According to the OECD, [3] Liechtenstein today deposited its instrument of ratification for the Convention on Mutual Administrative Assistance in Tax Matters ("the Convention"). By doing so, Liechtenstein underlines its commitment to fighting tax evasion and avoidance and takes another important step in implementing the Standard for Automatic Exchange of Financial Account Information in Tax Matters developed by the OECD and G20 countries as well as automatic exchange of Country-by-Country Reports under the OECD/G20 Base Erosion and Profit Shifting (BEPS) Project. Liechtenstein committed to implement automatic exchange of financial account information in time to commence exchanges in 2017 and was amongst the first signatories of the CRS Multilateral Competent Authority Agreement (the "CRS MCAA") and the Multilateral Competent Authority Agreement on the Exchange of Country-by-Country Reports (the "CbC MCAA"), which are both based on Article 6 of the Convention. The Convention will enter into force for Liechtenstein on 1 December 2016.
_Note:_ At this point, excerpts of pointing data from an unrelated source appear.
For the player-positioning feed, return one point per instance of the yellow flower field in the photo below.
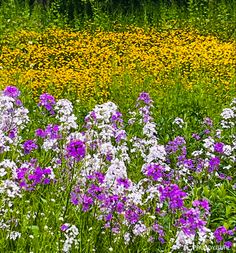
(60, 61)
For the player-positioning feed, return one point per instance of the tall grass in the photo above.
(212, 16)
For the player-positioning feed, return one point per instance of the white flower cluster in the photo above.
(229, 116)
(12, 119)
(67, 119)
(106, 138)
(70, 233)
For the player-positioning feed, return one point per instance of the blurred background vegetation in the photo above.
(208, 16)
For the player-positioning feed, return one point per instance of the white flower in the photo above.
(227, 114)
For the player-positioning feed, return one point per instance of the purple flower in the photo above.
(218, 147)
(145, 98)
(74, 198)
(219, 232)
(133, 214)
(155, 171)
(174, 194)
(203, 203)
(191, 221)
(196, 137)
(214, 164)
(47, 101)
(124, 182)
(64, 227)
(87, 202)
(159, 229)
(76, 149)
(29, 145)
(40, 133)
(173, 146)
(11, 91)
(207, 121)
(228, 244)
(30, 177)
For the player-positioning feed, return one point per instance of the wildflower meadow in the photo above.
(117, 126)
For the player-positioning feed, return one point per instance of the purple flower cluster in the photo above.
(29, 146)
(173, 146)
(159, 229)
(47, 101)
(214, 164)
(222, 232)
(191, 221)
(52, 132)
(11, 91)
(174, 195)
(156, 172)
(29, 178)
(145, 98)
(76, 149)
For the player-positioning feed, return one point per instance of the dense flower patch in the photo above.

The pivotal question is therefore, how groups of affiliated companies with group companies in Liechtenstein and in the US can – before the background of anti-avoidance legislation and other tax law frame conditions – optimize their strategies of international tax planning based on cross-border case studies.
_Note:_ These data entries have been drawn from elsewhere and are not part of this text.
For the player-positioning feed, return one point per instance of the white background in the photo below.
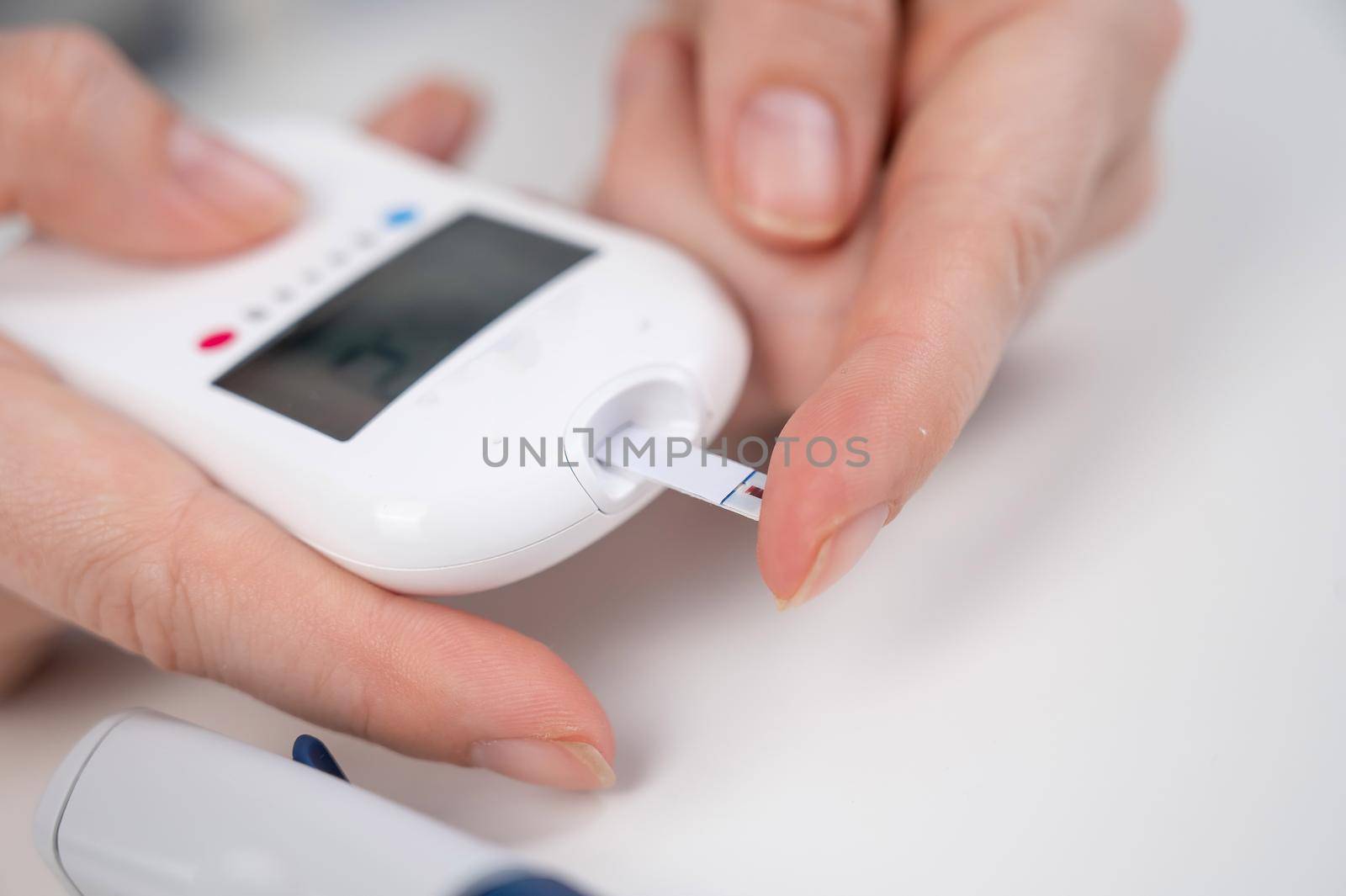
(1100, 653)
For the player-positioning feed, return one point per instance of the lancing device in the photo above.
(147, 805)
(350, 377)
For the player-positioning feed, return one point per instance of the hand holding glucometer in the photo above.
(107, 527)
(232, 460)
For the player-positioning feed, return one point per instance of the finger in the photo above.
(107, 528)
(1124, 194)
(993, 177)
(91, 154)
(26, 638)
(434, 119)
(654, 181)
(794, 101)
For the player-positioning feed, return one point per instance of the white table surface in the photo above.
(1100, 653)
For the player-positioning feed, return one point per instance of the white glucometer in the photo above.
(147, 805)
(360, 377)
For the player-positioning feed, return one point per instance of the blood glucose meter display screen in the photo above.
(358, 352)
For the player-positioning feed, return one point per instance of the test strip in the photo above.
(683, 466)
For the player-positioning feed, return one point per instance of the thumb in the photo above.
(91, 154)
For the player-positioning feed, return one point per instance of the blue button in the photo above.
(313, 752)
(400, 217)
(532, 887)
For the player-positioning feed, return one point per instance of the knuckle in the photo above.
(57, 70)
(1168, 29)
(872, 16)
(132, 587)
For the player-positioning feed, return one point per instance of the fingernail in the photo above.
(839, 554)
(552, 763)
(233, 184)
(787, 164)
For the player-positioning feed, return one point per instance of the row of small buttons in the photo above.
(395, 218)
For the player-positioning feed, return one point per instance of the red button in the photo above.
(215, 339)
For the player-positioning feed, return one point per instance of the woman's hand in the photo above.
(886, 186)
(105, 527)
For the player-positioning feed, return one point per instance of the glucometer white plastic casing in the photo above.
(148, 805)
(634, 332)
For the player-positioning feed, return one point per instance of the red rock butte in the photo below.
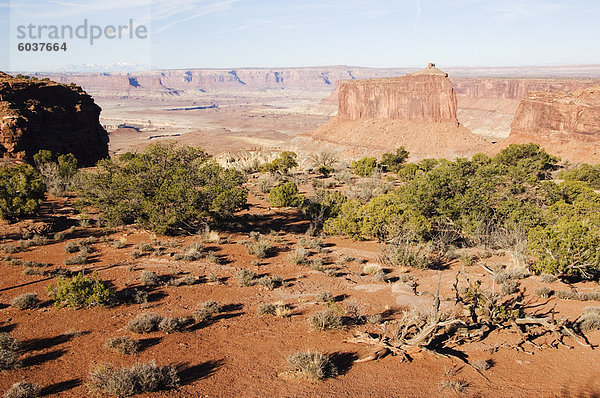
(417, 111)
(424, 96)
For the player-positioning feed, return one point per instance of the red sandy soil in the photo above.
(244, 355)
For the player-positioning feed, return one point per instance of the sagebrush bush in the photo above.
(207, 310)
(364, 167)
(183, 281)
(81, 291)
(270, 282)
(144, 323)
(259, 246)
(7, 342)
(326, 319)
(150, 279)
(278, 309)
(245, 277)
(299, 256)
(26, 301)
(285, 195)
(168, 189)
(9, 360)
(314, 365)
(173, 325)
(140, 378)
(123, 345)
(23, 389)
(22, 190)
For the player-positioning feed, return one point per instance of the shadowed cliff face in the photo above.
(37, 115)
(425, 96)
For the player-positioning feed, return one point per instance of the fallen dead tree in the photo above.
(483, 312)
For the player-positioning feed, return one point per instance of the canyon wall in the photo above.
(565, 124)
(425, 96)
(41, 114)
(417, 111)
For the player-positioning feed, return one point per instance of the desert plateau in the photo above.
(204, 226)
Therefore and first of all the low tax country Liechtenstein is to be reviewed in the OECD context (see section 2) – also with respect to the transfer pricing rules of Liechtenstein (see section 3), and constructive hereon 10 case studies in international tax planning between Liechtenstein and the US are to be calculated (see section 4). Finally the results of this survey are to be compiled in concluding remarks (see section 5), especially with respect to the deduction of strategies in international tax planning between Liechtenstein and the US.
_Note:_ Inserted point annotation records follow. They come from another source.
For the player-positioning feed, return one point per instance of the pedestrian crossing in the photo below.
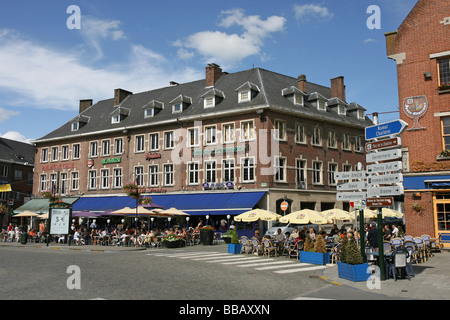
(275, 265)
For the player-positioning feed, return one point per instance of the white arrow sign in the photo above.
(385, 167)
(352, 186)
(385, 191)
(386, 179)
(350, 175)
(384, 155)
(351, 196)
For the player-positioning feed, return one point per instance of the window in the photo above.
(43, 182)
(64, 183)
(210, 135)
(247, 131)
(280, 169)
(446, 133)
(65, 153)
(93, 149)
(248, 169)
(44, 155)
(117, 178)
(228, 132)
(139, 176)
(316, 138)
(193, 135)
(75, 181)
(228, 170)
(55, 153)
(118, 146)
(168, 174)
(300, 136)
(92, 179)
(317, 172)
(301, 174)
(193, 173)
(76, 151)
(244, 96)
(332, 139)
(104, 176)
(106, 147)
(332, 168)
(169, 140)
(153, 176)
(444, 71)
(280, 130)
(139, 144)
(346, 144)
(210, 171)
(154, 141)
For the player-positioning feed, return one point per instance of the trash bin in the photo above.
(23, 238)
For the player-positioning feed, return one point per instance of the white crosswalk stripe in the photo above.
(242, 261)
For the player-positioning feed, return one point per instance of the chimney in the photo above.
(338, 88)
(301, 80)
(84, 104)
(213, 73)
(120, 95)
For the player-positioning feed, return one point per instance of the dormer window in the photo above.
(247, 91)
(180, 103)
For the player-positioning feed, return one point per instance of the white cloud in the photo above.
(7, 114)
(45, 77)
(311, 11)
(225, 48)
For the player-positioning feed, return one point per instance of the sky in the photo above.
(54, 53)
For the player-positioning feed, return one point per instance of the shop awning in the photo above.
(194, 204)
(40, 205)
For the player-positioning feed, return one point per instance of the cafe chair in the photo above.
(398, 263)
(269, 248)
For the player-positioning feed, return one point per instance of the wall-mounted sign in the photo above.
(415, 108)
(152, 155)
(112, 160)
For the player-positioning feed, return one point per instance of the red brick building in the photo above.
(253, 132)
(421, 49)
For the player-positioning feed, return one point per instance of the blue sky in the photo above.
(139, 45)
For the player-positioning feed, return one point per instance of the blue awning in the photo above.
(192, 203)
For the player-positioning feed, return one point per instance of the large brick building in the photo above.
(421, 49)
(253, 137)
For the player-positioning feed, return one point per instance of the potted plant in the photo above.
(172, 241)
(316, 254)
(351, 266)
(235, 246)
(206, 235)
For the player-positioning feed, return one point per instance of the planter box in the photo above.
(234, 248)
(314, 257)
(206, 237)
(357, 272)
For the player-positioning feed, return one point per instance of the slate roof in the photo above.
(16, 151)
(267, 88)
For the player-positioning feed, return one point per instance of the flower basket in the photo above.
(206, 235)
(353, 272)
(314, 257)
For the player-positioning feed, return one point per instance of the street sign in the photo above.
(385, 167)
(385, 191)
(351, 196)
(384, 155)
(383, 144)
(385, 129)
(380, 202)
(352, 185)
(386, 179)
(350, 175)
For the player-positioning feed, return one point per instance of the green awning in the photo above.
(40, 205)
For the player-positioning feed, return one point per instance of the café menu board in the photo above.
(59, 221)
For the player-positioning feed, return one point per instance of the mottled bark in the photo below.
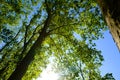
(111, 13)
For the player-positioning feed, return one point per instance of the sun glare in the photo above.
(48, 74)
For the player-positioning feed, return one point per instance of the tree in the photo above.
(49, 27)
(111, 13)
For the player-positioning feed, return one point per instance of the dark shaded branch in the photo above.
(9, 42)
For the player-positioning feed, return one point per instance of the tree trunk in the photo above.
(23, 65)
(111, 13)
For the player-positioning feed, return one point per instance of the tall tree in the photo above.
(111, 13)
(45, 27)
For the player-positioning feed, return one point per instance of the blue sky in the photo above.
(111, 54)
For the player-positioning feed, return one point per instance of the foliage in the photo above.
(72, 27)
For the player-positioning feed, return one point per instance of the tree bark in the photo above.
(23, 65)
(111, 13)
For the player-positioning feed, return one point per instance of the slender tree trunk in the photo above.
(111, 13)
(23, 65)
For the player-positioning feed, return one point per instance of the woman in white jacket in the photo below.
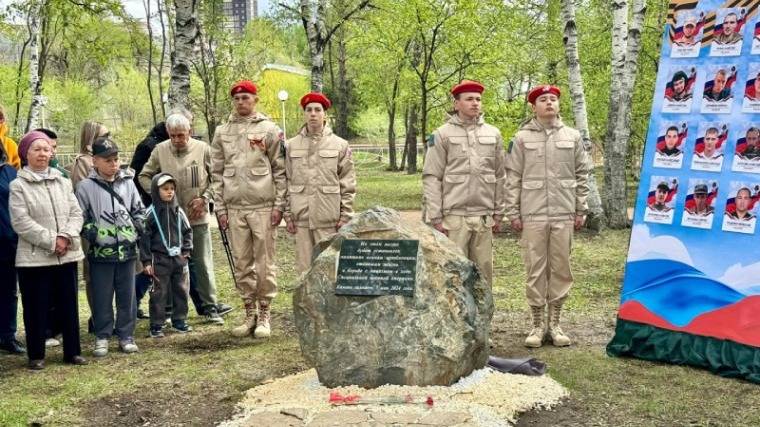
(47, 218)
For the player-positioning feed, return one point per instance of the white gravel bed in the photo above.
(484, 398)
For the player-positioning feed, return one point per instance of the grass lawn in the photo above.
(196, 379)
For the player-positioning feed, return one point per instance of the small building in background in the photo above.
(239, 13)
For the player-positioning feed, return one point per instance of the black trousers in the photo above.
(8, 299)
(41, 286)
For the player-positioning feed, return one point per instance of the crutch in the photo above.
(227, 249)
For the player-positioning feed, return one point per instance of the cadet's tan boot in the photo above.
(559, 338)
(536, 335)
(249, 323)
(263, 330)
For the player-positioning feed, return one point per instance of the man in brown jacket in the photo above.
(463, 178)
(321, 181)
(547, 174)
(189, 162)
(248, 182)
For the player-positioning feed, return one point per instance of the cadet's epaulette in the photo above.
(431, 140)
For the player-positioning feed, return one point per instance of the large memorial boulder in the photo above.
(434, 337)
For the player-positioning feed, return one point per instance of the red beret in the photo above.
(243, 86)
(541, 90)
(467, 86)
(315, 97)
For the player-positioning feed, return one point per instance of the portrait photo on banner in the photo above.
(670, 144)
(718, 94)
(740, 214)
(661, 199)
(756, 36)
(709, 146)
(747, 149)
(699, 206)
(751, 102)
(687, 37)
(727, 33)
(679, 89)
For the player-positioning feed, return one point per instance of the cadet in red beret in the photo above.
(464, 176)
(248, 181)
(321, 181)
(541, 90)
(243, 86)
(547, 187)
(467, 86)
(315, 97)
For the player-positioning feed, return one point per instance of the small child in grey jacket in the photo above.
(164, 253)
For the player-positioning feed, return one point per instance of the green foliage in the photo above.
(370, 123)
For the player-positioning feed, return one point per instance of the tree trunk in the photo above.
(343, 90)
(162, 61)
(146, 5)
(411, 140)
(313, 15)
(184, 39)
(19, 80)
(406, 146)
(552, 42)
(35, 85)
(392, 139)
(595, 219)
(626, 42)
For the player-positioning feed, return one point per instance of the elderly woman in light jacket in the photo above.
(47, 218)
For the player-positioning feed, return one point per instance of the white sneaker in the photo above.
(128, 345)
(101, 348)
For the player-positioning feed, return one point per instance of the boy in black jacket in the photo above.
(164, 252)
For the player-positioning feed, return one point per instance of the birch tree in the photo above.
(185, 34)
(313, 15)
(578, 97)
(35, 83)
(626, 38)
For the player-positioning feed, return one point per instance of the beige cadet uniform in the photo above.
(321, 188)
(463, 183)
(547, 174)
(248, 182)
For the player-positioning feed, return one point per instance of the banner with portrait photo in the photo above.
(691, 290)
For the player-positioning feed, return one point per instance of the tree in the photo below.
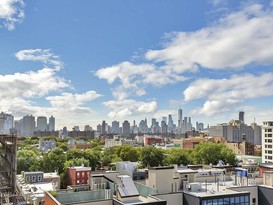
(62, 145)
(178, 157)
(152, 156)
(27, 160)
(74, 154)
(93, 157)
(54, 160)
(127, 153)
(211, 153)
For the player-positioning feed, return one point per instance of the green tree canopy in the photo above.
(127, 153)
(27, 160)
(211, 153)
(152, 156)
(54, 160)
(178, 156)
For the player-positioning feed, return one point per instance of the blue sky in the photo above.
(86, 61)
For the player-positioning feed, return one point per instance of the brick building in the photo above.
(78, 175)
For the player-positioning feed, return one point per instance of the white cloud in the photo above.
(31, 84)
(229, 43)
(224, 94)
(69, 100)
(129, 107)
(44, 56)
(218, 2)
(11, 13)
(133, 78)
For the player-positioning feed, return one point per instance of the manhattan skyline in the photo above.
(88, 61)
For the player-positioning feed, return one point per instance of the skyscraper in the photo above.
(126, 128)
(51, 124)
(6, 123)
(241, 116)
(170, 124)
(41, 123)
(267, 143)
(103, 127)
(27, 125)
(179, 120)
(115, 127)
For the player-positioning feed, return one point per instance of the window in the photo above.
(33, 178)
(40, 178)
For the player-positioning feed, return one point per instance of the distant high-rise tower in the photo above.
(27, 125)
(179, 120)
(241, 116)
(115, 127)
(126, 128)
(51, 124)
(41, 123)
(103, 127)
(170, 123)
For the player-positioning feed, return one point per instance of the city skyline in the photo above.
(91, 61)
This chapter had been written based on the following sources:

  • Orbitax[4], Orbitax Country Analysis Liechtenstein and USA, Orbitax Cross-Border Calculation Tools, Orbitax Transfer Pricing Tool,
  • the Liechtenstein Corporate Income Tax Act, [5]
  • the Liechtenstein tax reform 2017, [6]
  • Liechtenstein Transfer Pricing 2017, [7]
  • the US Internal Revenue Code, [8] and
  • the US tax reform 2017. [9]
The low tax country Liechtenstein in the OECD context

International tax planning and transfer pricing planning between Liechtenstein and the US based on cross-border case studies is of central importance. In Liechtenstein, corporate tax is levied at a flat rate of 12.50%, which is the lowest in Europe. There is no withholding tax on dividend, interest and royalty payments. Resident corporations carrying on activities in Liechtenstein are generally taxed on their worldwide income. However, dividends and capital gains from domestic and foreign participations are tax exempt irrespective of the capital percentage and the holding period. Thus, Liechtenstein is a low tax country.

Between OECD Member States, also Liechtenstein, that is no OECD Member country, the US, and other countries and also within the OECD there exists – also in 2016 – a considerable tax differential. Here from there results the incentive to international tax planning and to shift the...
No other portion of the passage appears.